A: Draw the control-flow graph, count the edges E and the nodes N, and pick the number of connected components P (usually 1). Plug those three integers into M = E - N + 2P. The result is the McCabe number and the recommended minimum tests for full branch coverage.

Q: What is a good cyclomatic complexity score?

A: M = 1 to 4 is generally simple, M = 5 to 10 is moderate (still inside the original McCabe threshold of 10), M = 11 to 20 is complex, and M above 20 is high risk. Most modern tools such as SonarQube flag functions with M above 15 in code review.

Q: What does the cyclomatic complexity of nested if...else statements equal?

A: Two nested if...else statements (one inside the other) have a control-flow graph with 10 nodes and 12 edges and a single component, which gives M = 12 - 10 + 2 = 4. Adding more nesting grows the score by roughly one per added branch.

Q: How is cyclomatic complexity different from lines of code?
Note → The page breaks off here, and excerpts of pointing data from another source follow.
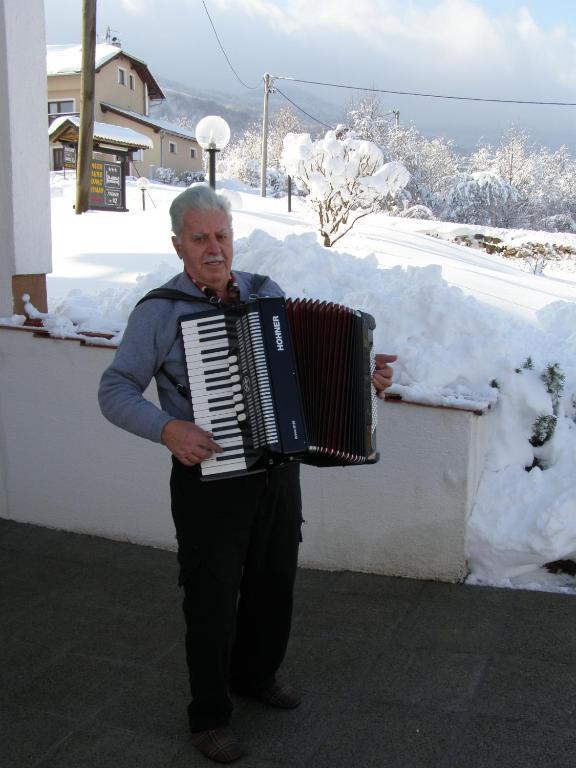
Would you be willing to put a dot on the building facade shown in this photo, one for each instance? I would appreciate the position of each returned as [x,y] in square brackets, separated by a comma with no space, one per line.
[123,92]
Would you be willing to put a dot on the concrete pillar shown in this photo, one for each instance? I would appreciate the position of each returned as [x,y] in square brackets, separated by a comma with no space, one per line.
[25,235]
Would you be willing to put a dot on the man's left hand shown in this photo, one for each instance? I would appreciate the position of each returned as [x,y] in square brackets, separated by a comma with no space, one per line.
[383,373]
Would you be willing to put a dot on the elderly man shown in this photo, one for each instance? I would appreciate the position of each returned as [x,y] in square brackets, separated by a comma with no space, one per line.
[238,537]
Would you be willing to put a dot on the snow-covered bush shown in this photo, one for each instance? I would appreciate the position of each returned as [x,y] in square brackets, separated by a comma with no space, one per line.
[191,177]
[165,175]
[417,212]
[242,157]
[560,222]
[481,197]
[346,179]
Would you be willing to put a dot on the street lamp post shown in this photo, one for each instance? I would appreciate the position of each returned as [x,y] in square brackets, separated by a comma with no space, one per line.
[143,185]
[213,134]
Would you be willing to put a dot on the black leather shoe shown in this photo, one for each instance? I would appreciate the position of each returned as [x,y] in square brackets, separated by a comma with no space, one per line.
[279,695]
[221,744]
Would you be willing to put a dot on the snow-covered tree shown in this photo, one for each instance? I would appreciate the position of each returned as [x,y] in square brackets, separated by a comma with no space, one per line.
[482,197]
[242,157]
[429,161]
[367,117]
[346,179]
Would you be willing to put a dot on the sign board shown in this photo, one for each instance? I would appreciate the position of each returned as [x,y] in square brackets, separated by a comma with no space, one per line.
[107,186]
[69,157]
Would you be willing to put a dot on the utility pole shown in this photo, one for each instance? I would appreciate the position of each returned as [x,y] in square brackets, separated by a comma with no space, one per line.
[86,131]
[264,163]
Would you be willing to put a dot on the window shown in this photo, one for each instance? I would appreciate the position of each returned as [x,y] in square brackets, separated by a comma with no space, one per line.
[60,107]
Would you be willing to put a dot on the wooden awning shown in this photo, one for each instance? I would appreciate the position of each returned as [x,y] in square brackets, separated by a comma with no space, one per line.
[66,129]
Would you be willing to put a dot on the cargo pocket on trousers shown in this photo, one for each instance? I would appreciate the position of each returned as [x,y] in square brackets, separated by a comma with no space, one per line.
[189,566]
A: Lines of code measures size, while this metric measures branching. A long function made of straight-line code can have M = 1, and a short function full of nested loops and switch cases can have M above 20. The McCabe number is a better predictor of how many tests you need.

Q: How can I reduce cyclomatic complexity?

A: Split the function into smaller helpers, replace deep if...else chains with lookup tables or polymorphism, and remove dead branches. Each split that isolates one decision in its own function drops M by at least 1 in the original caller, which is exactly the kind of refactor a code-quality tool will reward.